We are convicted and grounded in the Scripture enough to know that a pastor who is genuinely called by God should not and must not be a hireling. Jesus Himself has set the perfect example of a good shepherd. Our Lord said, “I am the good shepherd: the good shepherd giveth his life for the sheep. But he that is an hireling, and not the shepherd, whose own the sheep are not, seeth the wolf coming, and leaveth the sheep, and fleeth: and the wolf catcheth them, and scattereth the sheep. The hireling fleeth, because he is an hireling, and careth not for the sheep. I am the good shepherd, and know my sheep, and am known of mine. As the Father knoweth Me, even so know I the Father: and I lay down my life for the sheep” (John 10:11-15). We thank God that Jesus is our good Shepherd. And every pastor is the undershepherd who ought to follow the example of the good Shepherd. Therefore a pastor must be prepared to give his own life for the sheep in which God has placed under his care. As for a hireling, he will not care what happens to the sheep. He will be the first to run for his life when danger comes. He will more likely care about how much he will be paid for the work he does. The late Rev Timothy Tow had always warned his students in FEBC about the hireling’s attitude: “More money, more preach; Less money, less preach; No money, no preach.” No church should tolerate such pastors or full-time workers who work only to fill their stomachs and put priority on themselves more than the spiritual needs of the flock of God. No respect should be given to them who prove themselves to be hirelings, and they must be expelled from the ministry immediately before they do more “damage” to God’s people.

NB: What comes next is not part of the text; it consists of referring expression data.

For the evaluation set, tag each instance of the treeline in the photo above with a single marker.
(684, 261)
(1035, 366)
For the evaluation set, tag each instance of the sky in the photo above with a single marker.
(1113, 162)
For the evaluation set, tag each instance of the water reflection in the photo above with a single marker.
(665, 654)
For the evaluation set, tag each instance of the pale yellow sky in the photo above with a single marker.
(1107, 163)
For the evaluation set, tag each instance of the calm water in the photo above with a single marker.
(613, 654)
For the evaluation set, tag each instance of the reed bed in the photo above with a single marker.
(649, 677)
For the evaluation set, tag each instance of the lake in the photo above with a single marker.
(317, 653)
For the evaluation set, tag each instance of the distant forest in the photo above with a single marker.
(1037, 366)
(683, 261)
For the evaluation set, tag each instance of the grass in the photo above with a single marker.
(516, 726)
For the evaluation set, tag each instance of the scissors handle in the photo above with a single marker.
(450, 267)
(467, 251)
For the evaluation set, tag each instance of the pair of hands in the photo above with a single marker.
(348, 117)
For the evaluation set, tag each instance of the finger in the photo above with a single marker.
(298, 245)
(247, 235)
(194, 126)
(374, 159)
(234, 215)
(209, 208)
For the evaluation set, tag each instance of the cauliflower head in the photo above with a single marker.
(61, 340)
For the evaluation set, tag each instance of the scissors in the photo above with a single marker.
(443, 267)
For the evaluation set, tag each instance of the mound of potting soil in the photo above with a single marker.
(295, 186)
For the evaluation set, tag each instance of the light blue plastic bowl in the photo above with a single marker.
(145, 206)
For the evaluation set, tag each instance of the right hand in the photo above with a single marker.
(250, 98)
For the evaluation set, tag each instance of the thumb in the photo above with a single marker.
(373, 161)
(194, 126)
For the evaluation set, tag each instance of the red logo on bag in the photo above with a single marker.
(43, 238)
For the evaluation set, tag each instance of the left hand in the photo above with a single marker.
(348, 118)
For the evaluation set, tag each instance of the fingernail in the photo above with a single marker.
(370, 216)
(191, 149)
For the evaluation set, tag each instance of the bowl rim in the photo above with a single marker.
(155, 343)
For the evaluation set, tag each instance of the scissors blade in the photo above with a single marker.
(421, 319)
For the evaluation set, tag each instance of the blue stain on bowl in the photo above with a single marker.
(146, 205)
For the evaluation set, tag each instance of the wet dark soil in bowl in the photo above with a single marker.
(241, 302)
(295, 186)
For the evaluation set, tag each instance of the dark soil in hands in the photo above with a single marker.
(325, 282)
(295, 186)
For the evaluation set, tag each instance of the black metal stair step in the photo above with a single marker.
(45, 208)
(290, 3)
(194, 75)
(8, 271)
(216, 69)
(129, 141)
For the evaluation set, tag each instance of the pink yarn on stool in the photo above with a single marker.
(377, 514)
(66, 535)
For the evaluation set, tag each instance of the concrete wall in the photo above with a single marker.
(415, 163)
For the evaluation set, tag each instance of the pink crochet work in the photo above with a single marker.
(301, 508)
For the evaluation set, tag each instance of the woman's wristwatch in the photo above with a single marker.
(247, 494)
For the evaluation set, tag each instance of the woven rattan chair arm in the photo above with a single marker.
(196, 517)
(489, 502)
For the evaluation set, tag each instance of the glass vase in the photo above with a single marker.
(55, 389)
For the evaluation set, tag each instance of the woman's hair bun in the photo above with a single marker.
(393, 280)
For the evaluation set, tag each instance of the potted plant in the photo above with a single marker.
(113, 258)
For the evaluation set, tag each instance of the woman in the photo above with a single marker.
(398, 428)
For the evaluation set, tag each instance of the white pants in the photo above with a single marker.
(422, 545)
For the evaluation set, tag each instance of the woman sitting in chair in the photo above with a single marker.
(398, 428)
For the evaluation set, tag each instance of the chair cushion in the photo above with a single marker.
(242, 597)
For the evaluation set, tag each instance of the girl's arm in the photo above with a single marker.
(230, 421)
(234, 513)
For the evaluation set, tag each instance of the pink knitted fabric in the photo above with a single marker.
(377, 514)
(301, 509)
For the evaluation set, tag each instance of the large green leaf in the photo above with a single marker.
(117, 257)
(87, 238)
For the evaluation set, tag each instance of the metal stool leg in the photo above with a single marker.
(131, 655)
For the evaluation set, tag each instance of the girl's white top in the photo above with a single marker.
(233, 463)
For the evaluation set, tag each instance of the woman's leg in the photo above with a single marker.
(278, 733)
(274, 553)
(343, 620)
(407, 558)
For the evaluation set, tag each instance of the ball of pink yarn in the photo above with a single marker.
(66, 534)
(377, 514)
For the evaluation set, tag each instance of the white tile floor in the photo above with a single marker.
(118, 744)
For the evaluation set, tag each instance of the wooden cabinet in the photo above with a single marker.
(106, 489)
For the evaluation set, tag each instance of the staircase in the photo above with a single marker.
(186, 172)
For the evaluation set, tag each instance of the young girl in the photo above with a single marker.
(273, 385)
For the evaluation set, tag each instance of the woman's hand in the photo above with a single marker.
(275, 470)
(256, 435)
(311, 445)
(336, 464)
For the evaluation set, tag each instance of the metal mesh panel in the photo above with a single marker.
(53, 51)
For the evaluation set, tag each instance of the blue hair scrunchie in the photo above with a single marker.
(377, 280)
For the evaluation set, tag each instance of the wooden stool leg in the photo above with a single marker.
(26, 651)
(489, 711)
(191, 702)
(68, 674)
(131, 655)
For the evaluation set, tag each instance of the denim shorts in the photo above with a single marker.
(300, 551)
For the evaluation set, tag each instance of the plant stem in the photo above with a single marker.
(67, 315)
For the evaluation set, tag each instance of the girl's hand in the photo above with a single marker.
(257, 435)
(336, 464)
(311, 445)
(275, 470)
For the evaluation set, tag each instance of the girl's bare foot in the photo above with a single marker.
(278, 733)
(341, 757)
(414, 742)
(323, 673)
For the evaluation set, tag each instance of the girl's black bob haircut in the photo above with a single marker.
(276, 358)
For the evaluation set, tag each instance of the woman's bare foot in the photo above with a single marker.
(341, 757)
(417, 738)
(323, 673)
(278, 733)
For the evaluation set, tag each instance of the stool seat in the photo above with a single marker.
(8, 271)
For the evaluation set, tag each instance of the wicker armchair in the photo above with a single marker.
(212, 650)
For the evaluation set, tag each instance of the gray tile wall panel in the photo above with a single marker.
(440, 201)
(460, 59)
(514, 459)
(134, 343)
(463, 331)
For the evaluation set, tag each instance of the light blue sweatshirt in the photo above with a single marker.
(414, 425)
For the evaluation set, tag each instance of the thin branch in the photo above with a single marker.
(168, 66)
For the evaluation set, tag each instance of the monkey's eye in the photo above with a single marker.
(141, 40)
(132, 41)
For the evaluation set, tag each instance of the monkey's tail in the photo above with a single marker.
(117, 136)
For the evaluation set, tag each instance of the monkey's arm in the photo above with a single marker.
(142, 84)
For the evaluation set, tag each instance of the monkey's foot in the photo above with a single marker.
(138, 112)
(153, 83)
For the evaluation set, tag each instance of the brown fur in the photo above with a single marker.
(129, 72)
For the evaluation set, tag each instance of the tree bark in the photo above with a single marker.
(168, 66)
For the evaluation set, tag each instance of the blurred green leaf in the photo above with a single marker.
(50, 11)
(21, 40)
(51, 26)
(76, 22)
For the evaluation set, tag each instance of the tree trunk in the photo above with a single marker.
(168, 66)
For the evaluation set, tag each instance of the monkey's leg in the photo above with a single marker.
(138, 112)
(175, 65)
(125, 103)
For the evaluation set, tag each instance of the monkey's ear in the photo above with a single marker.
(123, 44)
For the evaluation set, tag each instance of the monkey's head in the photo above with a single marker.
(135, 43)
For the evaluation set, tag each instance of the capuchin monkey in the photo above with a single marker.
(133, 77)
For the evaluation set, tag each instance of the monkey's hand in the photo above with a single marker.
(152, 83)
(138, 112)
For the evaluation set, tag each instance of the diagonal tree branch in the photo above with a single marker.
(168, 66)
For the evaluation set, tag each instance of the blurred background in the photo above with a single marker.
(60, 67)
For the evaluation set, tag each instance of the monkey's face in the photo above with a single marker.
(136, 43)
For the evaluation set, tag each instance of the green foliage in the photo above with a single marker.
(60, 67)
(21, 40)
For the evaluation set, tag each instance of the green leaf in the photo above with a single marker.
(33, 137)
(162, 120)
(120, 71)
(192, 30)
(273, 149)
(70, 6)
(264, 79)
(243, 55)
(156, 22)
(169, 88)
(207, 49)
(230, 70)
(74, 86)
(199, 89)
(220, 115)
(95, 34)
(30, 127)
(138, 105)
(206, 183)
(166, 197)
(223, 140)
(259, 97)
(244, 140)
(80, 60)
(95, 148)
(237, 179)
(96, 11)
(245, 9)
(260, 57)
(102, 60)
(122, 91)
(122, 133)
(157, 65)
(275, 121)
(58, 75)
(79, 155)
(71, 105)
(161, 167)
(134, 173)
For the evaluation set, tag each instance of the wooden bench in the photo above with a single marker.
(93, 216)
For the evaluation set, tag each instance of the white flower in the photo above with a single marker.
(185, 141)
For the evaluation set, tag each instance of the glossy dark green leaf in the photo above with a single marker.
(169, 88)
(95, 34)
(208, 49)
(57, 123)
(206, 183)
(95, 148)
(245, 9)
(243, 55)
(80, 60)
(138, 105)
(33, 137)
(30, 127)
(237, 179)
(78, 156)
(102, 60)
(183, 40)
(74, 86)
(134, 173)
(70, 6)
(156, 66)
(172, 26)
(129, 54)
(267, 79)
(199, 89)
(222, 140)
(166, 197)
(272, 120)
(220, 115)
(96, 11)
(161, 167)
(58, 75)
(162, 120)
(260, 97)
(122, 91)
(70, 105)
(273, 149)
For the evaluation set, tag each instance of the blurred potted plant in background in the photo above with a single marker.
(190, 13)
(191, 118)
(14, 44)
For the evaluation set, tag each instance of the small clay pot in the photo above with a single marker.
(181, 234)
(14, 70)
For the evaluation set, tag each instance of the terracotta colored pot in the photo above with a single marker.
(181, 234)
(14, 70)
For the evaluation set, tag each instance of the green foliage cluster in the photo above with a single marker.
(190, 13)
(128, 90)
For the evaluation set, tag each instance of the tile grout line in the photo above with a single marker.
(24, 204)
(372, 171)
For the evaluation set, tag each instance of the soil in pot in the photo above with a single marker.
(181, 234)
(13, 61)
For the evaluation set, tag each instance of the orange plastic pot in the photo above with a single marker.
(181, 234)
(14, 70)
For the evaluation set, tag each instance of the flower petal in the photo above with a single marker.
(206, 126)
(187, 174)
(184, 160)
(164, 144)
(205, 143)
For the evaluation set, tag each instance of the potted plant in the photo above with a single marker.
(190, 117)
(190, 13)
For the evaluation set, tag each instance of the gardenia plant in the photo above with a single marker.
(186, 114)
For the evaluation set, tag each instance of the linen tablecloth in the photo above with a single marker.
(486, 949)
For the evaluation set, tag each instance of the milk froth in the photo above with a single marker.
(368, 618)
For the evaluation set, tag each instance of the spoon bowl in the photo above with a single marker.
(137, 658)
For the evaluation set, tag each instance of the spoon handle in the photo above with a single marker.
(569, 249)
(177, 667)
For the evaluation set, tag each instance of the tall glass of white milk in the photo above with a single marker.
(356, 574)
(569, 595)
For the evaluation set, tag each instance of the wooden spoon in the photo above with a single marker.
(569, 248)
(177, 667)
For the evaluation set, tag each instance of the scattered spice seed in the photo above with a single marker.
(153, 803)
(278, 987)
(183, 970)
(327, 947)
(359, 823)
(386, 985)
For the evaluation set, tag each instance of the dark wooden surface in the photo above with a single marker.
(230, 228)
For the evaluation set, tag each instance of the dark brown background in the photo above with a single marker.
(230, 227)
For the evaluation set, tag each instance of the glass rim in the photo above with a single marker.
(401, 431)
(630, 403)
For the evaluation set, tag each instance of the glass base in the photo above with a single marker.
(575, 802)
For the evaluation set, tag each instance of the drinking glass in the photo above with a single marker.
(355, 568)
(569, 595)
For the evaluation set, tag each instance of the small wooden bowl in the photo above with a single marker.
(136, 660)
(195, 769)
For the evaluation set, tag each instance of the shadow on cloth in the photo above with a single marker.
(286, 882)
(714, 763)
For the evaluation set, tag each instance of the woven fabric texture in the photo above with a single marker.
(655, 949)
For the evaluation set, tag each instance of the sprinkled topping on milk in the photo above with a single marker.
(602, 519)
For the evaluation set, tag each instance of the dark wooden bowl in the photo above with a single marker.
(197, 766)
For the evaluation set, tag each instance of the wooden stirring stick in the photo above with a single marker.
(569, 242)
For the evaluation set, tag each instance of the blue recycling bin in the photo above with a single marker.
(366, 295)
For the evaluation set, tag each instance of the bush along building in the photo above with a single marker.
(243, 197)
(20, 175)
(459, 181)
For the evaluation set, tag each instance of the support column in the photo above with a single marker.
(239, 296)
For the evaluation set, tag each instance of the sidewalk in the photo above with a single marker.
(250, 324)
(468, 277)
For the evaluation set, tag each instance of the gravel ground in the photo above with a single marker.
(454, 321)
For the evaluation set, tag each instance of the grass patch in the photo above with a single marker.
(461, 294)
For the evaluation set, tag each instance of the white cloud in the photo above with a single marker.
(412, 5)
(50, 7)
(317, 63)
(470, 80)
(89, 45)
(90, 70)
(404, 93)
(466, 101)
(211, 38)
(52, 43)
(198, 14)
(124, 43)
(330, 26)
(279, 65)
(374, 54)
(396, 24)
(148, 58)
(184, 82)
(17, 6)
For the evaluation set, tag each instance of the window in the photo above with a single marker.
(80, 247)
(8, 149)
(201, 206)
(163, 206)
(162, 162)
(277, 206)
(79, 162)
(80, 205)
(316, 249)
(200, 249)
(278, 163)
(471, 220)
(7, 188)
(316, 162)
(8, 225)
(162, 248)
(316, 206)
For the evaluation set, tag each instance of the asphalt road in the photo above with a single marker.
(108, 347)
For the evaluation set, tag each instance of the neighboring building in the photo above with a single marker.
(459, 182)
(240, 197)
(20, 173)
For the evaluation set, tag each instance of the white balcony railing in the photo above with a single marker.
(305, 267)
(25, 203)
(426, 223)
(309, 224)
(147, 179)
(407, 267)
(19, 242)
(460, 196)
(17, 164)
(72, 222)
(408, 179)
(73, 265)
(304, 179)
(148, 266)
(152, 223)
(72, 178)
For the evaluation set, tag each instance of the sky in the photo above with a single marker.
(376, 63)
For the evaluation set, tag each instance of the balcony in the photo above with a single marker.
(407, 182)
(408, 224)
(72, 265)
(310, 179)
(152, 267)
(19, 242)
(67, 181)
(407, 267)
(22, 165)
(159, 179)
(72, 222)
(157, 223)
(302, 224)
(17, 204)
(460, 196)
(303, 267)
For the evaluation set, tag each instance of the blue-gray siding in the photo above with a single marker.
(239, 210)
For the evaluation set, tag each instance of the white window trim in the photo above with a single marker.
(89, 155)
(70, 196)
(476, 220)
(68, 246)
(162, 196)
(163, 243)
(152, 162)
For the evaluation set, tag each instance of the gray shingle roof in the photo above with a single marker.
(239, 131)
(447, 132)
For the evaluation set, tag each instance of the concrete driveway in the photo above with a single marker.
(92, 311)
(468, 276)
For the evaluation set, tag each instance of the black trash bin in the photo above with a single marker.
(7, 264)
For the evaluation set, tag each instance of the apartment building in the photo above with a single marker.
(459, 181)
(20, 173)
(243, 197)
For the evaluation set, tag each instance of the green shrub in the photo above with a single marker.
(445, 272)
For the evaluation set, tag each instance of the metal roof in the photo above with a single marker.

In several of his epistles in the New Testament, Apostle Paul almost always referred himself and his co-labourers as servants of Jesus Christ. In the same manner, pastors and full-time church workers are rightly to be regarded as servants of Jesus Christ, and not strictly as paid employees of the church. And also the reason why they are called full-time workers is because they have been called to give their whole life fully to the Lord. It is not a 9-to-5 job. It is literally a 24-hour commitment and service surrendered to the Lord. A pastor must never say, “Sorry, please do not call me after office hours” or “I am on my annual leave, please do not disturb me.” If he were to say that, he has revealed his true colour as a hireling. He is on call 24 hours a day, 7 days a week, 52 weeks a year, and all the years of his life until the Lord calls him home. This is unlike army soldiers, doctors, etc who are given notice as to when they will be on call for a period of time. But for pastors and full-time workers, as long as they live, it is expected of them to be on call all the time. That is why there is no retirement plan for them. They are to serve till the day they are called home to glory.

There must be mutual trust and understanding among the full-time workers and the church in which they serve. It is important that the church values and honours the full-time workers because they are servants of God. They have responded in obedience to God’s highest call to give of their entire life to serve Him. And they must serve faithfully and diligently whether they are paid or not. All full-time workers are accountable to God and to the church in which they are serving. They are to serve as the Spirit leads them, and not according to their own whim and fancy. They must always remember the Lord’s calling for them to be godly examples and good stewards of the time and money that God has blessed them. May God help us. Amen.

(The above is extracted from the pastoral exhortation of Truth BPC Sunday Bulletin 22 September 2013.)